Stolen card fraud 'at new high'

Mid Devon Star: Some 58.9 million was lost due to lost or stolen plastic last year, according to Financial Fraud Action UK Some 58.9 million was lost due to lost or stolen plastic last year, according to Financial Fraud Action UK

Consumers are being warned not to be duped by card scams as figures showed that fraud due to stolen cards has risen to its highest levels since 2006.

Some £58.9 million was lost due to lost or stolen plastic last year, marking a 7% increase on the previous year and the highest figure since 2006, according to Financial Fraud Action UK (FFA UK), the name under which the financial services industry co-ordinates crime prevention.

In total, £450.4 million was lost on UK-issued cards last year due to frauds such as identity theft, cloned cards and internet fraud, marking a 16% increase on the previous year, but still well below a peak reached in 2008.

Online banking fraud losses rose by 3% year-on-year to reach £40.9 million in 2013.

FFA UK said that while better fraud detection systems developed by banks and established internet retailers are having a positive impact on the figures, the losses have been driven up by criminals' targeting of individual consumers and smaller firms.
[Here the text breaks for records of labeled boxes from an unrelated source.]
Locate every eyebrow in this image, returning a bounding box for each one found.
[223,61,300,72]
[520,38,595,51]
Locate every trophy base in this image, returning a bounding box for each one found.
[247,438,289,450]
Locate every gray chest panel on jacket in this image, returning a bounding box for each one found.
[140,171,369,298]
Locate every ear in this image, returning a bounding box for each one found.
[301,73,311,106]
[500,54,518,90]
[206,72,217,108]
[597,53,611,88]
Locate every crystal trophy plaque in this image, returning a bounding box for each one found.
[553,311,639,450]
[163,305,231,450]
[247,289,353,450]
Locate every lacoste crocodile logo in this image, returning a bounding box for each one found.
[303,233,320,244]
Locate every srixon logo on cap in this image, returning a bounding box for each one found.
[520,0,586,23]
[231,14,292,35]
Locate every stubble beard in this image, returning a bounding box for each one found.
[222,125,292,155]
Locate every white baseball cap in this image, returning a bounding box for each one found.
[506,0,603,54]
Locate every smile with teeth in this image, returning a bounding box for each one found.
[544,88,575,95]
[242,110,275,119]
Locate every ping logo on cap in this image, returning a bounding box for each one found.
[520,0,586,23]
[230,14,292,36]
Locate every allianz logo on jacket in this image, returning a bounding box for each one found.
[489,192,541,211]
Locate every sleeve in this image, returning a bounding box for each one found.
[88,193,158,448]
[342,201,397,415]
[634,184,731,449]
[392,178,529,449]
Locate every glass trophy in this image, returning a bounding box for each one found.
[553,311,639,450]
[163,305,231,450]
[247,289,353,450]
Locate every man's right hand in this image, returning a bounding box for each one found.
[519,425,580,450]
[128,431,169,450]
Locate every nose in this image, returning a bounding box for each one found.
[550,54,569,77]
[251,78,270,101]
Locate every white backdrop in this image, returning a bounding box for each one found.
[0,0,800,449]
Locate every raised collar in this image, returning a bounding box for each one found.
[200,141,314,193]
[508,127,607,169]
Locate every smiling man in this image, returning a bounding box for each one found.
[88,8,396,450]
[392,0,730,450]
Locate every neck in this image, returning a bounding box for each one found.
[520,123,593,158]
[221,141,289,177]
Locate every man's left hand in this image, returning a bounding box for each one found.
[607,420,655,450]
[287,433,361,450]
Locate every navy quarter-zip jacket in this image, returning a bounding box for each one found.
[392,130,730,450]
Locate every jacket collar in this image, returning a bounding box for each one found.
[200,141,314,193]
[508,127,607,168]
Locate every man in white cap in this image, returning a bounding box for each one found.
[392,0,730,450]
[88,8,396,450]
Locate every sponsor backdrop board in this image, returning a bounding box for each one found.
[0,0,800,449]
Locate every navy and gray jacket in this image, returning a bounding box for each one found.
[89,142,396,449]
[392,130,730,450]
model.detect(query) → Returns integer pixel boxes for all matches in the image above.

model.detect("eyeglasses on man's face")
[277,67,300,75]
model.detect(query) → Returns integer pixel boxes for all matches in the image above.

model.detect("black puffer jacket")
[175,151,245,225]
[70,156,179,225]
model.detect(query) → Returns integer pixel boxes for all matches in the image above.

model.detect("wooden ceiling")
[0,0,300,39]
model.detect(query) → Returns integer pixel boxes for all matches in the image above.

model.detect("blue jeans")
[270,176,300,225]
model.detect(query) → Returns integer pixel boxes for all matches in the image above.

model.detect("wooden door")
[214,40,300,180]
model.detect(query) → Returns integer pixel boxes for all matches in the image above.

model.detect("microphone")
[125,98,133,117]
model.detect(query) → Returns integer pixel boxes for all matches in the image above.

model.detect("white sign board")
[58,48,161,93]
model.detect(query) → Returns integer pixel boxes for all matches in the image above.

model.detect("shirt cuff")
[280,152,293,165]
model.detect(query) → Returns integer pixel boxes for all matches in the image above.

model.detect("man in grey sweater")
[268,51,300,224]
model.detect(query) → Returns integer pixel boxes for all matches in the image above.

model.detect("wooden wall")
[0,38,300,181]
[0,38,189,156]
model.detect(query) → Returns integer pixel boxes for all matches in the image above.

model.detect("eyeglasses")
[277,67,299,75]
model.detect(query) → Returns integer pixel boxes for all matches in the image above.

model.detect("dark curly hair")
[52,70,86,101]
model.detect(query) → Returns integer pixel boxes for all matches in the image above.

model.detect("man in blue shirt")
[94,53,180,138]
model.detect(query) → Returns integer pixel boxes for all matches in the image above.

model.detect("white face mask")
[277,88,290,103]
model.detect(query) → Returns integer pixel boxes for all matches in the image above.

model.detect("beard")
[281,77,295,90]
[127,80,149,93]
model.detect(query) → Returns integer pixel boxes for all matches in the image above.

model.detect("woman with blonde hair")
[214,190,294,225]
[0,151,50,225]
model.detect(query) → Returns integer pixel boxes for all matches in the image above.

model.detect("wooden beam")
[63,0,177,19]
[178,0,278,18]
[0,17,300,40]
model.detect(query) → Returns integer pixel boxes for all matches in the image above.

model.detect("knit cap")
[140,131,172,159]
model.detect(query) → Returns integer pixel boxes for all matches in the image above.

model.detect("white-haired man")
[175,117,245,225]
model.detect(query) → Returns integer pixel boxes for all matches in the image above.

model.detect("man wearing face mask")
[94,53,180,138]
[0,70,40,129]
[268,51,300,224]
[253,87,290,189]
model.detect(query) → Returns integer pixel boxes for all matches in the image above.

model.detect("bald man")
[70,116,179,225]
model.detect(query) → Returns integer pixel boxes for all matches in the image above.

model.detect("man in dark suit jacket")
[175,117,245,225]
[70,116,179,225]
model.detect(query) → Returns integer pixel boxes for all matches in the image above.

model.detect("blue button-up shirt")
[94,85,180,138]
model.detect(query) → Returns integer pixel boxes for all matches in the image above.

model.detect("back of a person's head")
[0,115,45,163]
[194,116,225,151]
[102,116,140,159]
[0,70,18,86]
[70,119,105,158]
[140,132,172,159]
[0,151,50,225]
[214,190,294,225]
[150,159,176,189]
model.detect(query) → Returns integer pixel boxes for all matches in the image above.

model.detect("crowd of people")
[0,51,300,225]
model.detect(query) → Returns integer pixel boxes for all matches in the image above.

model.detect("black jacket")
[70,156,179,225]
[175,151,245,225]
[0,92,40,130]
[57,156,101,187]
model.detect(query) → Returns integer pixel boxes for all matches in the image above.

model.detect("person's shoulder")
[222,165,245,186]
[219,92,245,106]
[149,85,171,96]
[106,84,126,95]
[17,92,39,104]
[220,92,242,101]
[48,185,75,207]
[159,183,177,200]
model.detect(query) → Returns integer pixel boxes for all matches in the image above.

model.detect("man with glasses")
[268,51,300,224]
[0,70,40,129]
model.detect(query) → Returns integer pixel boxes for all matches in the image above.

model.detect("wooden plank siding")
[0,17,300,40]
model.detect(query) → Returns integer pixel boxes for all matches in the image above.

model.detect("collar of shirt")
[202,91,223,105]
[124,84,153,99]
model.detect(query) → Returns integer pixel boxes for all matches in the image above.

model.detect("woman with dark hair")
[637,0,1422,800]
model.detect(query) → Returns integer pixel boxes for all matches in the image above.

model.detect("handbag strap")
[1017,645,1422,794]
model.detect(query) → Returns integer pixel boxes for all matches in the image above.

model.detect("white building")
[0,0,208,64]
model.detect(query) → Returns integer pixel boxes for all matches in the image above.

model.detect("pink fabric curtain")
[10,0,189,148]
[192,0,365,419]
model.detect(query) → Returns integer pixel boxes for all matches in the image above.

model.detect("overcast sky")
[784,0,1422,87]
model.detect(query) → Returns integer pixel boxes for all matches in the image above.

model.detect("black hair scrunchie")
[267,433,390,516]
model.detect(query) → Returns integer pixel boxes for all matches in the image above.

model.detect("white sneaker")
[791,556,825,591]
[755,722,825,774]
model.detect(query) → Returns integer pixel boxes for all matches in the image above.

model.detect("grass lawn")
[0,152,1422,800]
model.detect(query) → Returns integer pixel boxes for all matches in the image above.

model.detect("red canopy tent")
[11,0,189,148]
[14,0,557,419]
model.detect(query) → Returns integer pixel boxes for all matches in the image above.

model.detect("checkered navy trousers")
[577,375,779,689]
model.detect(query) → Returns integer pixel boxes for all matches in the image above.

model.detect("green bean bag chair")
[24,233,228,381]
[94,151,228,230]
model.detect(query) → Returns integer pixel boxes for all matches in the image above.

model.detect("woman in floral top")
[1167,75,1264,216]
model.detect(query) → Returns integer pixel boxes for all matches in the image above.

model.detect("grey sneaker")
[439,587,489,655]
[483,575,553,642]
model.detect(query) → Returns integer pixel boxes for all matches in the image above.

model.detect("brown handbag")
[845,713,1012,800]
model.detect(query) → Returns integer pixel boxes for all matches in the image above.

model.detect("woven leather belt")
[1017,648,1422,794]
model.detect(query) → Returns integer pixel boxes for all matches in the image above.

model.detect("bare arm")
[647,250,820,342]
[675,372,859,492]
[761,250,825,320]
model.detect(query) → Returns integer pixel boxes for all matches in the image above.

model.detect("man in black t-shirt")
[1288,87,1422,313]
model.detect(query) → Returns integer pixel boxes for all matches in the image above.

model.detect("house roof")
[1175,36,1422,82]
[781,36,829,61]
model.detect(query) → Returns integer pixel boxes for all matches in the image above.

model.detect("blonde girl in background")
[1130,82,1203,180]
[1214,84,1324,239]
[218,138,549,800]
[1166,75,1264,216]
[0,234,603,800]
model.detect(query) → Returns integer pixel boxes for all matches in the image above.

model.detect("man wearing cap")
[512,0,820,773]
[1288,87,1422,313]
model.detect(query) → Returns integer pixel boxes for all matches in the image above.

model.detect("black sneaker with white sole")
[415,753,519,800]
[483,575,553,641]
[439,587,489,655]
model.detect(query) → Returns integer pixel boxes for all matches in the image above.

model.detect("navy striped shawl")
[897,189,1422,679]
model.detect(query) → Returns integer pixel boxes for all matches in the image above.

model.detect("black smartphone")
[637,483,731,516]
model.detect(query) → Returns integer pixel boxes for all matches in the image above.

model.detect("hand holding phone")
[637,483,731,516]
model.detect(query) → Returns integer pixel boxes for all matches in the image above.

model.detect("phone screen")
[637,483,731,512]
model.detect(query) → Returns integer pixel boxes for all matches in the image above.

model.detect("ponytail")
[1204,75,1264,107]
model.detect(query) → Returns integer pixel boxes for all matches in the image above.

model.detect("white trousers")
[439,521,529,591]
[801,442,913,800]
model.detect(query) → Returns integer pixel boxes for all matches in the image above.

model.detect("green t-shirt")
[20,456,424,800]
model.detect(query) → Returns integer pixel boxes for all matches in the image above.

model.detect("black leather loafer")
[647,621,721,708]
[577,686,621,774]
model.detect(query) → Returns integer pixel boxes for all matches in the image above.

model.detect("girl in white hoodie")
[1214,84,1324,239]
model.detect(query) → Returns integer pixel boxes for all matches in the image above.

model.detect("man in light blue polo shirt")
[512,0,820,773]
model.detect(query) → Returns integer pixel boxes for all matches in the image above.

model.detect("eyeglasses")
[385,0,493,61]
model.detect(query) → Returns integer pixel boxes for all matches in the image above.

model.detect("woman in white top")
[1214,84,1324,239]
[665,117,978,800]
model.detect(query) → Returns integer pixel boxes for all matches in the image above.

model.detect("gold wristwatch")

Better security features such as chip-and-pin have forced criminals to change tactics, by focusing more on simply tricking people into handing over their card details. Sometimes this is done by posing over the phone as an official from the bank or the police.

The industry wants to highlight to consumers that the bank and police will never phone or email them to ask for their PIN or full online banking codes, or visit them at home to collect their bank card.

Digital attacks are also on the rise in order to compromise card details. Malware is malicious software, which is unknowingly downloaded onto someone's computer, enabling criminals to steal financial information or perform unauthorised actions on the device.

It is believed that fraudsters are using these stolen details to steal by targeting less experienced online retailers.

Experts and the police are urging people and businesses to install security software, which is often freely available from the consumer's own bank.

Detective Chief Inspector Perry Stokes, head of the dedicated cheque and plastic crime unit, said: "Whether in the real world or online, these latest fraud figures show just how important it is for consumers and businesses to know how to protect themselves against fraud.

"Always make sure you have the latest security software installed on your computer, so you can safely shop and bank online.

"Fraudsters can be extremely persuasive - do not be fooled. Your bank or the police will never call, visit or email you to request your PIN, collect your bank card, or ask you to transfer money to another account. Anyone attempting to do so is a fraudster."